Wilson studied evolutionary approaches to understanding human sex differences and mating behavior in 1981, His 1975 study on the bust-waist ratio as an objective index of female sexual attractiveness presaged the waist-hip ratio, now used as an oestrogen marker. His studies of sex fantasy yielded the Wilson Sex Fantasy Questionnaire. With Peter Fenwick and others at the Institute of Psychiatry, he studied men with normal and paraphilic interests, and how they differed in their EEG responses to erotic images in certain brain areas.
Noting that men and women had different finger length patterns, Wilson introduced the 2D/4D digit ratio as a marker of exposure to prenatal testosterone in 1983. His theory that autism represented a hypermale brain has been supported by subsequent research at Cambridge University. He worked with Jon Cousins to develop the compatibility quotient in 2003, which was designed as a predictor of relationship success. With Qazi Rahman, Wilson has published research supporting the conclusion that sexual orientation is of constitutional origin.

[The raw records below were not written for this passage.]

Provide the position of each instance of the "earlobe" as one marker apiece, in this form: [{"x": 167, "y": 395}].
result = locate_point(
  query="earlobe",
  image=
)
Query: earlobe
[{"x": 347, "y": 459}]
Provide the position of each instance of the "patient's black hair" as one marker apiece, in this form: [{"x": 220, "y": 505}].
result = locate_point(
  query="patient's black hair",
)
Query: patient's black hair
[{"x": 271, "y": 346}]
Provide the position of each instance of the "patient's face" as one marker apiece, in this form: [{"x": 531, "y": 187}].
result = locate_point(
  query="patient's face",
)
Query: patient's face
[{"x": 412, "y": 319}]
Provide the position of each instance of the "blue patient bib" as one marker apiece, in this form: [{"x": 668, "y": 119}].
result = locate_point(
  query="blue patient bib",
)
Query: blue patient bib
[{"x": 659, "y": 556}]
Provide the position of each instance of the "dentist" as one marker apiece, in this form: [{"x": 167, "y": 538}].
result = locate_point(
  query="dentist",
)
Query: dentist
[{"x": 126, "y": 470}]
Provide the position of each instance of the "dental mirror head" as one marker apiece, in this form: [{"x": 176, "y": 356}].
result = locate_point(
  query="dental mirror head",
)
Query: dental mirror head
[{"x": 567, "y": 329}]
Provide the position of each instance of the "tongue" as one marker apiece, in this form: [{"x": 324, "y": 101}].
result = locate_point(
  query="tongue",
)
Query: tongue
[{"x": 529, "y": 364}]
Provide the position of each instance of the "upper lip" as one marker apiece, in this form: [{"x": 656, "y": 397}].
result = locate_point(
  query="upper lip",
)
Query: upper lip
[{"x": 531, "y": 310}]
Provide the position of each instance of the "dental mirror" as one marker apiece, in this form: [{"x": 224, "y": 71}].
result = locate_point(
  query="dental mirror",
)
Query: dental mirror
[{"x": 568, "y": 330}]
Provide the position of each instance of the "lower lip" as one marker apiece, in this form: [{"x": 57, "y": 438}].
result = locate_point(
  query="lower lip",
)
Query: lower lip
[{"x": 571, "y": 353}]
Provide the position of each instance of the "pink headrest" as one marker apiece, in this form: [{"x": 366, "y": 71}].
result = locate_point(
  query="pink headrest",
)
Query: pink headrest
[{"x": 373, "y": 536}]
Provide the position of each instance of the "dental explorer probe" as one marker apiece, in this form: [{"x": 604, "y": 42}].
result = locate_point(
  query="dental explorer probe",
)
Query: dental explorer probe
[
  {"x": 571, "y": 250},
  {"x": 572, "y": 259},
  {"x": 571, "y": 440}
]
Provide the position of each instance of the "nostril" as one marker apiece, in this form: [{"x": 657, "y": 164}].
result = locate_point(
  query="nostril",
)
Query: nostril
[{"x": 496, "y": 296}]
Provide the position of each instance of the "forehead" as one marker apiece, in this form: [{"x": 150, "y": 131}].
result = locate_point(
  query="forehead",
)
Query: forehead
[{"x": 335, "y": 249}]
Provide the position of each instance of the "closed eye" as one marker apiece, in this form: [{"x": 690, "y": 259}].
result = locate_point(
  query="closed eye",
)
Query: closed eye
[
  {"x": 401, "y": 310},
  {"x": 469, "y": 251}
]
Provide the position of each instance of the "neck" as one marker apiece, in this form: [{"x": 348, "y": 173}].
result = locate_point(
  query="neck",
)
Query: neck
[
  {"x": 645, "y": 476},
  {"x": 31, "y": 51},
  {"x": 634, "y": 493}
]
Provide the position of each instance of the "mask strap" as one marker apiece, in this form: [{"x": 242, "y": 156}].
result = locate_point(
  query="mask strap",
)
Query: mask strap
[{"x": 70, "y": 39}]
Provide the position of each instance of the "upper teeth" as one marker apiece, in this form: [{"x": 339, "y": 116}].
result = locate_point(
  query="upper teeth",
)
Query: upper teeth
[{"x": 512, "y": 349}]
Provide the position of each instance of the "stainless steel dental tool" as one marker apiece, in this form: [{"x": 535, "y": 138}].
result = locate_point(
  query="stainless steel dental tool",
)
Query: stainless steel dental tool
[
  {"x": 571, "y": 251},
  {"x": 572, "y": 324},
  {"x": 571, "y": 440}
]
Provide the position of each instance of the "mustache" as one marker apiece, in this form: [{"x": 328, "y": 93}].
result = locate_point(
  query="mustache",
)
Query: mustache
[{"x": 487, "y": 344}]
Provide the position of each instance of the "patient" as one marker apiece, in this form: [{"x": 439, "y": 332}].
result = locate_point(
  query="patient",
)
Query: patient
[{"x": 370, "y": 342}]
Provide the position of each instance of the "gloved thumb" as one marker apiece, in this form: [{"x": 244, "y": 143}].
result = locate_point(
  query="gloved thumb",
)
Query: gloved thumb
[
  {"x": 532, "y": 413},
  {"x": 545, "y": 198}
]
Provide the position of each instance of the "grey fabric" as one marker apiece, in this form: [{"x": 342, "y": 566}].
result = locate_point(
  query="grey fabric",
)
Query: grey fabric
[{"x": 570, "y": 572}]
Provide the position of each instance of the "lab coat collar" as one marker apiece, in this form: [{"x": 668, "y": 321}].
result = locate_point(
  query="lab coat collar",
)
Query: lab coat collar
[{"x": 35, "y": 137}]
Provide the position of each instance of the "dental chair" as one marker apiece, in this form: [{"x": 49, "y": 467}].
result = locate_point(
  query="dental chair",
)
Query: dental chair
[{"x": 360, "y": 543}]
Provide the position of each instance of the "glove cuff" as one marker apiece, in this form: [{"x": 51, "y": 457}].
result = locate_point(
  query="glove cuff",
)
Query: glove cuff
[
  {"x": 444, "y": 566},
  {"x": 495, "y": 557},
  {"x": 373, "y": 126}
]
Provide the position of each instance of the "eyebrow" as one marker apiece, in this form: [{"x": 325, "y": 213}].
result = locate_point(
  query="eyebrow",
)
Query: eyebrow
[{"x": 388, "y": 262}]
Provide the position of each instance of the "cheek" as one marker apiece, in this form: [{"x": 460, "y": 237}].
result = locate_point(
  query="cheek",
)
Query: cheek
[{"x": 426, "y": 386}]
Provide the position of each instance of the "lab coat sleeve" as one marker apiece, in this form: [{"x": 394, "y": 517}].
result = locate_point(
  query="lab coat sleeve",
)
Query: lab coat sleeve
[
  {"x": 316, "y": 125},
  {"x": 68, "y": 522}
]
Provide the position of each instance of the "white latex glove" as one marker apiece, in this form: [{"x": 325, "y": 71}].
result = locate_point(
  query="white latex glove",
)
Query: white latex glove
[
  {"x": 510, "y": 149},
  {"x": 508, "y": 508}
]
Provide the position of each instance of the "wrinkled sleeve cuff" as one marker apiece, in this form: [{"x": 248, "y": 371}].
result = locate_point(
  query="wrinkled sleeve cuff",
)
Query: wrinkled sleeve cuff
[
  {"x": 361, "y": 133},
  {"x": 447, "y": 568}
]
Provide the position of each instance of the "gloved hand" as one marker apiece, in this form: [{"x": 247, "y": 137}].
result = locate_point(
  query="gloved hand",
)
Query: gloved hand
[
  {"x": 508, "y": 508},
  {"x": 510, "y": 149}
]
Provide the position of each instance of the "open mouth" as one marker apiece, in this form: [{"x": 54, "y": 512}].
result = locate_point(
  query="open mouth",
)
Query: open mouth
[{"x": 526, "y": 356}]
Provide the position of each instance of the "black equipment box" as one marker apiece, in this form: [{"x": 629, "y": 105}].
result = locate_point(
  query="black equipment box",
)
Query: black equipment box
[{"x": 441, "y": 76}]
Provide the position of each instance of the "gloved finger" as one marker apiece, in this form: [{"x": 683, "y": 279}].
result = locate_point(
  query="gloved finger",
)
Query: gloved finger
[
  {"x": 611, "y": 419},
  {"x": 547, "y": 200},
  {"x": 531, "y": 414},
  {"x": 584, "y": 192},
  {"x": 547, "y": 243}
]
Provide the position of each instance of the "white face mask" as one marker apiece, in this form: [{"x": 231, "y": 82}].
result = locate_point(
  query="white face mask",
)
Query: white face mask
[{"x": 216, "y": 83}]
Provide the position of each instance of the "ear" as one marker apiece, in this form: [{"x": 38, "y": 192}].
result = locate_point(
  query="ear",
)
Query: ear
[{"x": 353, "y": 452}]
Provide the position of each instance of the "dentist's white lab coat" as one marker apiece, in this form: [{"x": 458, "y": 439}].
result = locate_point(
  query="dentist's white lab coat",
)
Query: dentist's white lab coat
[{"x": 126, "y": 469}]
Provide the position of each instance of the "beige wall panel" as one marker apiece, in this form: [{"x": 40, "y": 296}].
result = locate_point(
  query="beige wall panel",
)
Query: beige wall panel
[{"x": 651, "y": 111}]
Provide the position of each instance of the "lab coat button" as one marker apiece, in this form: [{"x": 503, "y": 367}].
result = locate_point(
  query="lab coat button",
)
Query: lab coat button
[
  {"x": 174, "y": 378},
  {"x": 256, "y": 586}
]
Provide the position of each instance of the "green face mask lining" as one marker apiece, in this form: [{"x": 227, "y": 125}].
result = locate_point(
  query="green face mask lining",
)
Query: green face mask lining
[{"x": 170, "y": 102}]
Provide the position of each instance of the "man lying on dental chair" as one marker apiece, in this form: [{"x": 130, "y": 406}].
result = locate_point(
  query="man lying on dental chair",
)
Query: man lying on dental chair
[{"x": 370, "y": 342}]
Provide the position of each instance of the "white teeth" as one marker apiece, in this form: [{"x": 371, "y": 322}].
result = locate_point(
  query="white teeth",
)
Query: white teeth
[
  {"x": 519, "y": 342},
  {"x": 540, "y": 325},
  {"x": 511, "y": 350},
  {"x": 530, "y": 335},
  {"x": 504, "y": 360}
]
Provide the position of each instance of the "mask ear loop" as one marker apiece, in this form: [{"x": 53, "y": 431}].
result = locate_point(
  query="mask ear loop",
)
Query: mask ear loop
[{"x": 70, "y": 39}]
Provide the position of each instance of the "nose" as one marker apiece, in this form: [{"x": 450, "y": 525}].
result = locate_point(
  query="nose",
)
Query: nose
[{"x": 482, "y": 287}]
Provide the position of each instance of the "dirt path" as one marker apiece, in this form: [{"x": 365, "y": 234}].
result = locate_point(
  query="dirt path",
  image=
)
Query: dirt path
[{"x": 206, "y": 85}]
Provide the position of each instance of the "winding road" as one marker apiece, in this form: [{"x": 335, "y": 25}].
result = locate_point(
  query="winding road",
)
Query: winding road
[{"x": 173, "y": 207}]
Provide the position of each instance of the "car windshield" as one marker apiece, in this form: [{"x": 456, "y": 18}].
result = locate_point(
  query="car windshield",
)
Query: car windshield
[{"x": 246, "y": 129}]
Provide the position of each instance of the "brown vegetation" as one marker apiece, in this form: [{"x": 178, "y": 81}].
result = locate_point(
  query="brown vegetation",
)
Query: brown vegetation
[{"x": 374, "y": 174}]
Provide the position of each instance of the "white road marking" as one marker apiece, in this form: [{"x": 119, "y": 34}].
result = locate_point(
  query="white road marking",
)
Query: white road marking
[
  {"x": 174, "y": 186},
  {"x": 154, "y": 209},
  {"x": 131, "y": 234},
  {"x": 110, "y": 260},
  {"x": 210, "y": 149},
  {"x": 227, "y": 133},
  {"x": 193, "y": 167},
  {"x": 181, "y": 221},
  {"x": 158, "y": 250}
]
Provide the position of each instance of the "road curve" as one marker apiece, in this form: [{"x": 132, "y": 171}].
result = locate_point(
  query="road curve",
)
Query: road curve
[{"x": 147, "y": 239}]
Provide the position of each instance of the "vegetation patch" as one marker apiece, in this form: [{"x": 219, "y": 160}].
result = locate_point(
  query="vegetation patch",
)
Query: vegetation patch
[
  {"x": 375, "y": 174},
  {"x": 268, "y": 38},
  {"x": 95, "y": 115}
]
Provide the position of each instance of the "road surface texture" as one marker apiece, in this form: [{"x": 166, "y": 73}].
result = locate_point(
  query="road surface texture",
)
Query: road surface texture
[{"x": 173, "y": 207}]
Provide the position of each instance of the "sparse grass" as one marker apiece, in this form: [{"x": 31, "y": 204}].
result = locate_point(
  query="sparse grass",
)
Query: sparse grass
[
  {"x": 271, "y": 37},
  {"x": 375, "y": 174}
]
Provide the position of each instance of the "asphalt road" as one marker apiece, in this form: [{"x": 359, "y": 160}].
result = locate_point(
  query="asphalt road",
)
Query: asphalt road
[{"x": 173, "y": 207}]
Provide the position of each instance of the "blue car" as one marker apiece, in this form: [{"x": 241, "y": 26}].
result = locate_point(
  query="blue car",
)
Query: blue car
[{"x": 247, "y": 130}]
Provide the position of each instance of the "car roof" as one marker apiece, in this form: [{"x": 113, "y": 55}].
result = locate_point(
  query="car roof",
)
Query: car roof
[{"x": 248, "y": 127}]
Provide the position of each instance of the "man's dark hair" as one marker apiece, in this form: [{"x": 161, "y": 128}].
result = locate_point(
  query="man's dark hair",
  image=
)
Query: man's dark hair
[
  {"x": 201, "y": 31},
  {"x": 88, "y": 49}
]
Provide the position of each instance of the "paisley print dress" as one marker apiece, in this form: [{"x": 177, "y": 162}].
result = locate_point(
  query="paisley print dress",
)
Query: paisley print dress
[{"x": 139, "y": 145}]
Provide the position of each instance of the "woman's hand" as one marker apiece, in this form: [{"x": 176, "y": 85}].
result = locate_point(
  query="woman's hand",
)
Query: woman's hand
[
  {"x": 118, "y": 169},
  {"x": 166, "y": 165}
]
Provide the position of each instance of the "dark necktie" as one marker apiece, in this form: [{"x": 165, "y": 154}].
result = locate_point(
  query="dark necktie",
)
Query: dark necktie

Wilson is a part-time professional baritone singer, and has taught courses on Psychology of Performance. He wrote a textbook on the subject, Psychology for Performing Artists which is in its second edition.
From 2009 to 2014 Wilson was Visiting Professor of Psychology at Gresham College, London. Prior to that, he was Reader in Personality at the Institute of Psychiatry, King's College, University of London. He has held visiting appointments at several American institutions, including California State University, Los Angeles, Stanford University, San Francisco State University, Sierra Nevada College and the University of Nevada, Reno, where he was Adjunct Professor for many years.